I love to think of that first Christmas when our Savior entered this world as a lowly man. We grow up learning of the shepherds who got to behold not just one, but a whole chorus of shining angels in the sky. The star that shone so magnificently above Bethlehem, pointing the way to the Babe. Mary and Joseph in the dirty stable where God so tenderly placed His Son into their open arms.
It isn’t hard to imagine the sounds of that time. The sheep bleating, the shepherd’s fire crackling, a babe crying, and the glorious sound of angels praising the Most High. The scurrying feet as people from Bethlehem came to see what all the commotion was about. The sounds of awe as folks beheld the three Wise Men from the East, coming to worship the little Child.
These are sounds of joy, yet there were more sounds which we like to gloss over when reading the Nativity story.
Sounds of Herod the king shouting out the order of annihilation to babes. Sounds of Rachel weeping for her children because they were no more. Sounds of an army sweeping through Bethlehem. Killing, death, and blood. Sounds of a frightened couple who took their child and fled.
How can one story be so beautiful and so sad at the same time? Sometimes true beauty cannot be seen until the story has been completed.

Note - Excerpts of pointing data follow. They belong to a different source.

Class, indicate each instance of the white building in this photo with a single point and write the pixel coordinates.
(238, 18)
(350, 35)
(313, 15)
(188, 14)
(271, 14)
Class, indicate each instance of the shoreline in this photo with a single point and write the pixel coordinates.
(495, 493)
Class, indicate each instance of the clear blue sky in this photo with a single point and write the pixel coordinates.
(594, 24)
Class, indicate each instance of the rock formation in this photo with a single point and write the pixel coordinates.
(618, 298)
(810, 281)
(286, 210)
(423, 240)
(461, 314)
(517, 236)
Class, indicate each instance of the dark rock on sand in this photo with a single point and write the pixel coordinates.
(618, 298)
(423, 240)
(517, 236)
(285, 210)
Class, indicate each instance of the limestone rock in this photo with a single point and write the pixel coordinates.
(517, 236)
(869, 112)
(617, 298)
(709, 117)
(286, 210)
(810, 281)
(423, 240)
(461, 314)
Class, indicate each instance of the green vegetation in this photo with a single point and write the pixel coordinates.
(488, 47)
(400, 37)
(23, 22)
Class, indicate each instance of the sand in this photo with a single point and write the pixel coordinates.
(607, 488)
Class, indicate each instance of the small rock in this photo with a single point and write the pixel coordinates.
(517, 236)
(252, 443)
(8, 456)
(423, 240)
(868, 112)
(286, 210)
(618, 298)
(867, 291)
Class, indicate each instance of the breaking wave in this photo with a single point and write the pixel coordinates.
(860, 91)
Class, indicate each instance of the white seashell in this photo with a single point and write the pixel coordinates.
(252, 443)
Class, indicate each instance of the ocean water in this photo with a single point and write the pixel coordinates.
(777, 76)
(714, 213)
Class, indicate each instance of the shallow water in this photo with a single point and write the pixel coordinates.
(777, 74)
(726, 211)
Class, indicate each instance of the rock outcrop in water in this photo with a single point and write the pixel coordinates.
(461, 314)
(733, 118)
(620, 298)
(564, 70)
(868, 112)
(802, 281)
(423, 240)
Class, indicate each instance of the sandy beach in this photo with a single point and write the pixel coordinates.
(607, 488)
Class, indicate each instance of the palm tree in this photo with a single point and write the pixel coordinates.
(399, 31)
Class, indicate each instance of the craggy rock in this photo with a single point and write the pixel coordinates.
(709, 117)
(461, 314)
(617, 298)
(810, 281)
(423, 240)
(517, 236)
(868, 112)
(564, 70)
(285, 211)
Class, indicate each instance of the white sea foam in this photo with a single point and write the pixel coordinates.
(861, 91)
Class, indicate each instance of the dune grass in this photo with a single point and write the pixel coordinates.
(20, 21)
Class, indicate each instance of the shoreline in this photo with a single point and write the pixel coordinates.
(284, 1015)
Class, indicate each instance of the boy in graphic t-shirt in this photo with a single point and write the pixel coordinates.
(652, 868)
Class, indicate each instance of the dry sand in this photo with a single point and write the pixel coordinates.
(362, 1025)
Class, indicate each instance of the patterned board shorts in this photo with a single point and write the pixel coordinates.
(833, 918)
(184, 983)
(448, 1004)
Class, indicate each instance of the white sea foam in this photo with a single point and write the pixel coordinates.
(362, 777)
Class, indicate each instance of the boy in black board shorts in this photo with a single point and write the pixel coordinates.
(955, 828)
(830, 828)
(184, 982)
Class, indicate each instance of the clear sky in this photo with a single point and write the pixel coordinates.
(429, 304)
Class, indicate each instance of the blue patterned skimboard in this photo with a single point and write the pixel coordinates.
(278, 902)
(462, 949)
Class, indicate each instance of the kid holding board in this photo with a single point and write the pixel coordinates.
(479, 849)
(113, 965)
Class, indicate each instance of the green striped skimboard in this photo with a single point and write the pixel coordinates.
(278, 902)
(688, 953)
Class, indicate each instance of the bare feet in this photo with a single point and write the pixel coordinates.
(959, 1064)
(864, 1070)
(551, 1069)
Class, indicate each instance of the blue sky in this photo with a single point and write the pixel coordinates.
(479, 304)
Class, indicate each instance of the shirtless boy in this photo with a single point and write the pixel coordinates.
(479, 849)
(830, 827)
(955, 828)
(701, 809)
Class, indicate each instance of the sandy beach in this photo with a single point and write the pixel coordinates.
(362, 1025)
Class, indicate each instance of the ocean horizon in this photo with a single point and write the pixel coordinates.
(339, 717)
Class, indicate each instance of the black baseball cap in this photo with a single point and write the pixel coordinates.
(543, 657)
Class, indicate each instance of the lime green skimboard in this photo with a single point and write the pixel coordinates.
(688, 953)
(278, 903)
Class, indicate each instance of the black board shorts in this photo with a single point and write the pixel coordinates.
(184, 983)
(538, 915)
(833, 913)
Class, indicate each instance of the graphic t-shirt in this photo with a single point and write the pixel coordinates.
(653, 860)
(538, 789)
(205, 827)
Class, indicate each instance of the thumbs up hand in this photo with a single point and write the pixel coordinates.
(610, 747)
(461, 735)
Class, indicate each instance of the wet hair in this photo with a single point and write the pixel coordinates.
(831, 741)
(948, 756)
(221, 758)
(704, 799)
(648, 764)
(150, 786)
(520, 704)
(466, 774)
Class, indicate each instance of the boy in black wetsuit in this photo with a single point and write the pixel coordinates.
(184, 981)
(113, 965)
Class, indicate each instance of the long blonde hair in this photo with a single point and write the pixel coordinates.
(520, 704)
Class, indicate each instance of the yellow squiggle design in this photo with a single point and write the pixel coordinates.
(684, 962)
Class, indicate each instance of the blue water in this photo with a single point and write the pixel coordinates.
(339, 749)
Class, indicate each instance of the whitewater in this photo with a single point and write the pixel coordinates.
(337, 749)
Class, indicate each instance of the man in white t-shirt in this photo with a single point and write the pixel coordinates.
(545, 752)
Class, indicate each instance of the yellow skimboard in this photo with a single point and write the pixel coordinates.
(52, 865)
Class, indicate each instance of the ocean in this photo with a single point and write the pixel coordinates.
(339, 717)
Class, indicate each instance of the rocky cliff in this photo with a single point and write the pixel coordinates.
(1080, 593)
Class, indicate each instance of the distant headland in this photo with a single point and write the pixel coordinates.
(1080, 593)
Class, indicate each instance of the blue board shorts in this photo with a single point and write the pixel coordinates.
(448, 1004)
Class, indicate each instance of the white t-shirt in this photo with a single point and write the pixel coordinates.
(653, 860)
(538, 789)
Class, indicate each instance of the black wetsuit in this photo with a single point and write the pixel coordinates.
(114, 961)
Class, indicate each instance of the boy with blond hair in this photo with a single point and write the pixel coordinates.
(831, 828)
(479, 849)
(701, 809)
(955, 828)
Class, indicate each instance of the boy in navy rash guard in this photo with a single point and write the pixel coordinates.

More sounds of Christmas follow down through the years. Waves lapping against a boat on the Sea of Galilee, hunger satisfied as multitudes are fed, the devil’s laughter as he corners the Messiah in the desert, and shouts of praise as death is defeated at the tomb of Lazarus. People rejoicing because they are healed, a centurion bowing in submission to a Nazarene, high priests plotting the death of the Chosen One.
The splitting sound of a hammer pounding in the spikes that nailed the Galilean to the cross. Sounds of heartbreak, sorrow, and death once again.
The sound as the veil of the temple was torn in two when Jesus whispered, “It is finished.” Sounds of thunder as an earthquake shook the mountain.
And finally, the sound of His last dying breath.
The sounds of Christmas seemed to be over. But God’s plan of redemption was not done as one more sound split the air.
The sound of Resurrection.
Sounds of pain and suffering, love and sorrow continue down through the ages. But there will come a day when one sound will completely end the sound of Christmas.
The sound of the Trumpet.
It is then, and only then, that we will see the true beauty – for the story of Christmas will be completed . . . . and the story of Eternity will be just beginning.